Use Comes From What Does Not

At David Weinberger's talk at the O'Reilly Emerging Technology Conference, he talked about the problem with "old-school" knowledge management software, and by extension, all kinds of failed social software. This is something David and I had talked about together some, and I've been meaning to put it down in text.

Since I've been in a quoting mood lately, I'll start with a verse from Lao Tse's Tao te Ching, from the Peter Merel version:

11. Tools
Thirty spokes meet at a nave;
Because of the hole we may use the wheel.
Clay is moulded into a vessel;
Because of the hollow we may use the cup.
Walls are built around a hearth;
Because of the doors we may use the house.
Thus tools come from what exists,
But use from what does not.


Let's think about the difference between tools and use in the context of software.
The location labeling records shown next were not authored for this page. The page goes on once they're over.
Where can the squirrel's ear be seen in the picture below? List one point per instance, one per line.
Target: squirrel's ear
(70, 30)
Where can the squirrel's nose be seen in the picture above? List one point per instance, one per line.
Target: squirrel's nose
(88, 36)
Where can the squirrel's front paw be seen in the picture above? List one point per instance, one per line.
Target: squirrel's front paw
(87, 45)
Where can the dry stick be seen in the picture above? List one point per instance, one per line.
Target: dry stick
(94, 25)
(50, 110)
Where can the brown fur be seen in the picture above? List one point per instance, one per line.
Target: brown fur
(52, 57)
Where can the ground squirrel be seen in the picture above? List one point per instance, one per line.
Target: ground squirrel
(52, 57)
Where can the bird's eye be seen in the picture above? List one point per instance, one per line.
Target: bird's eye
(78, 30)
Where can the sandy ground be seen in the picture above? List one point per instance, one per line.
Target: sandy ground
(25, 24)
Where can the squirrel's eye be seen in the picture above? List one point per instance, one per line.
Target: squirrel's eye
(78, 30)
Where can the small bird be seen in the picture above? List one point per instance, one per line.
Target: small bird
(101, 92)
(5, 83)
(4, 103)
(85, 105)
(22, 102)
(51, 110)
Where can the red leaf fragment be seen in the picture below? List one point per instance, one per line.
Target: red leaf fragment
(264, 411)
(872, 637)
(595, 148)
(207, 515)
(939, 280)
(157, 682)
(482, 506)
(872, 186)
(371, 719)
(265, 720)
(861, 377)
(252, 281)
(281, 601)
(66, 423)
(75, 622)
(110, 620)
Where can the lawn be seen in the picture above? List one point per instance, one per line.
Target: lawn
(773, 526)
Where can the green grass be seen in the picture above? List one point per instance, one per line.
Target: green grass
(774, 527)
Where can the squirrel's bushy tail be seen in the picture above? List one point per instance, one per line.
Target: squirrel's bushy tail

Software tools are really just like tools in the physical world: artifacts with defined boundaries, crafted by an expert, designed for a specific purpose. Use, on the other hand, is negative space, an undefined purpose in which people can grow, customize, and live.

One more metaphor to finish warming us up. There's an industry process standard called ISO 9000. [Caveat: I'm nothing at all like an expert on this other than I worked for a company while it went through certification.] Basically, ISO 9000 mandates that for every thing that a business does, how the business handles that has to be written down in a formal process. Everything. If, for example, that company just wings it, then bang, it fails. It's not "ISO 9000" compliant.

I won't comment on whether this makes sense for business. (Well, okay, I will: it's dumb.) But for software, and more specifically social software like knowledge management, it's fatal. It's like building a room with no doors, or even more, a solid room. The idea of traditional corporate KM is to completely define all possible interactions, yet this is completely antithetical to the idea of social interaction, and doomed to fail (as, in many cases, it did).

Getting involved in the whole is-social-software-real debate is probably not a good idea, but a man's posts should exceed his sense, else what's a blogger for? Let me throw my hat into the ring: social software is software that is what I could call Tao te Ching verse 11 (TTC 11) compliant: it offers emptiness in which social interactions can exist.